Fig. 3. Phenotypic effects of d-arabinose.

Fig. 3

a d-arabinose (25 mM) enhances wild-type C. jejuni 11168 growth (gray bars) relative to growth in unsupplemented minimal essential medium alpha (white bars) and this growth advantage is lost in the key metabolic mutants of the l-fucose pathway. Values of bars represent means (n = 4 and error bars show one standard deviation). Values of individual replicates are overlaid as dots.

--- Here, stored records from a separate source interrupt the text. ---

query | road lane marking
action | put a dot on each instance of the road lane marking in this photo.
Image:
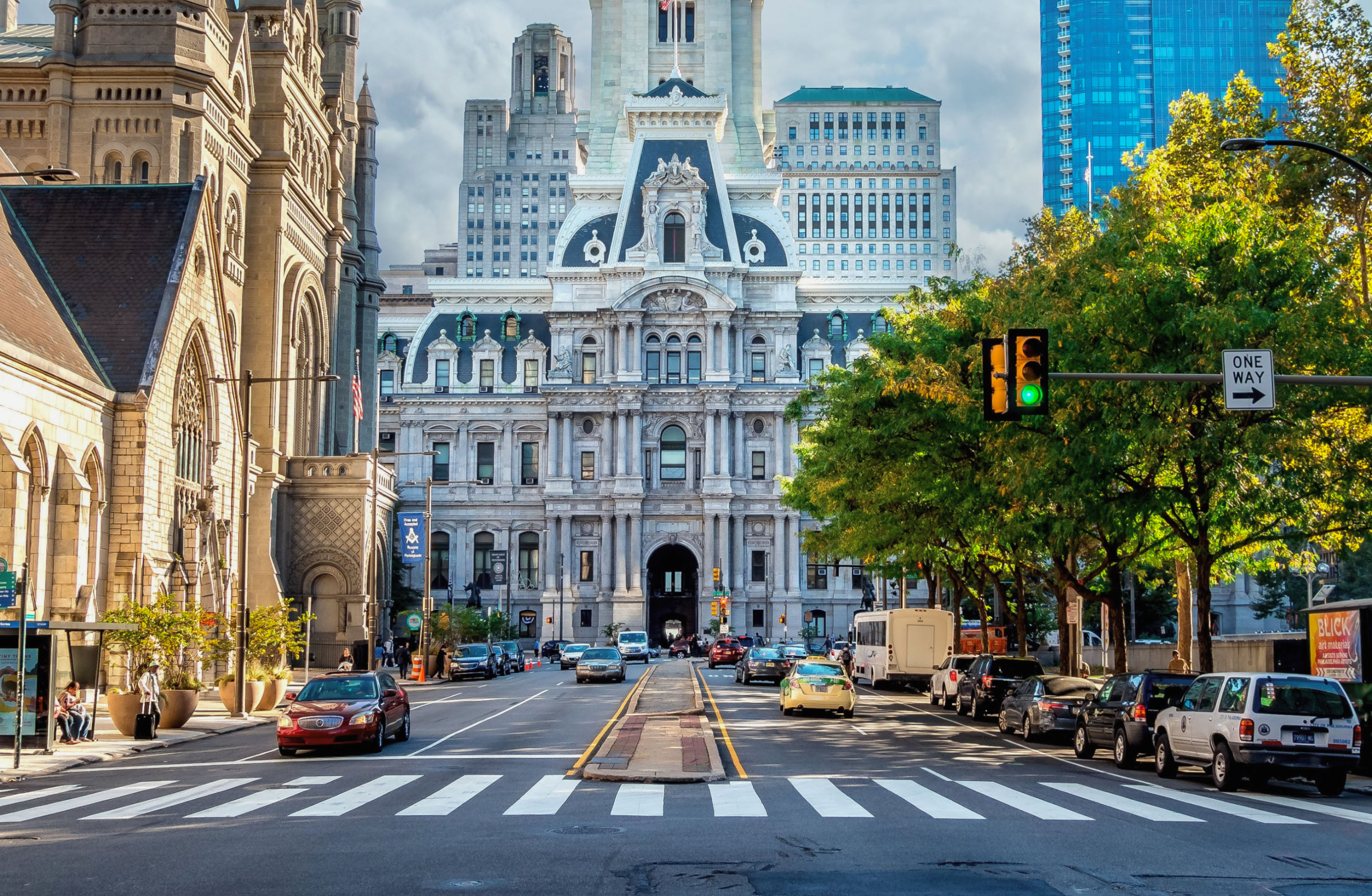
(736, 799)
(928, 802)
(249, 803)
(169, 800)
(544, 798)
(445, 800)
(825, 796)
(724, 729)
(1025, 803)
(360, 795)
(640, 799)
(1220, 806)
(36, 795)
(1121, 803)
(1311, 806)
(101, 796)
(476, 723)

Asterisks indicate a significant increase in growth in the presence of d-arabinose and p-values from a two-tailed paired Student’s t-test are indicated in parentheses. b C. jejuni 11168 wild-type displays chemotaxis (indicated by pink color development and + sign) to d-arabinose and this is lost in a fucX mutant strain. Similarly, C. jejuni 81–176 wildtype does not show chemotaxis to l-fucose and complementation with fucX confers this ability. l-fucose serves as a FucX-dependent control, L-serine serves as an independent positive control, and PBS serves as a negative control. c d-arabinose reduces transport of radiolabelled l-fucose into fucose-utilizing cells (11168 wildtype and 81–176Ωfuc) more than other aldoses in both uninduced (white bars) and cells pre-grown with 20 mM l-fucose (gray bars). Values represent means of two biological and two technical replicates, standard deviations are indicated by error bars, and values from individual replicates are overlaid as dots.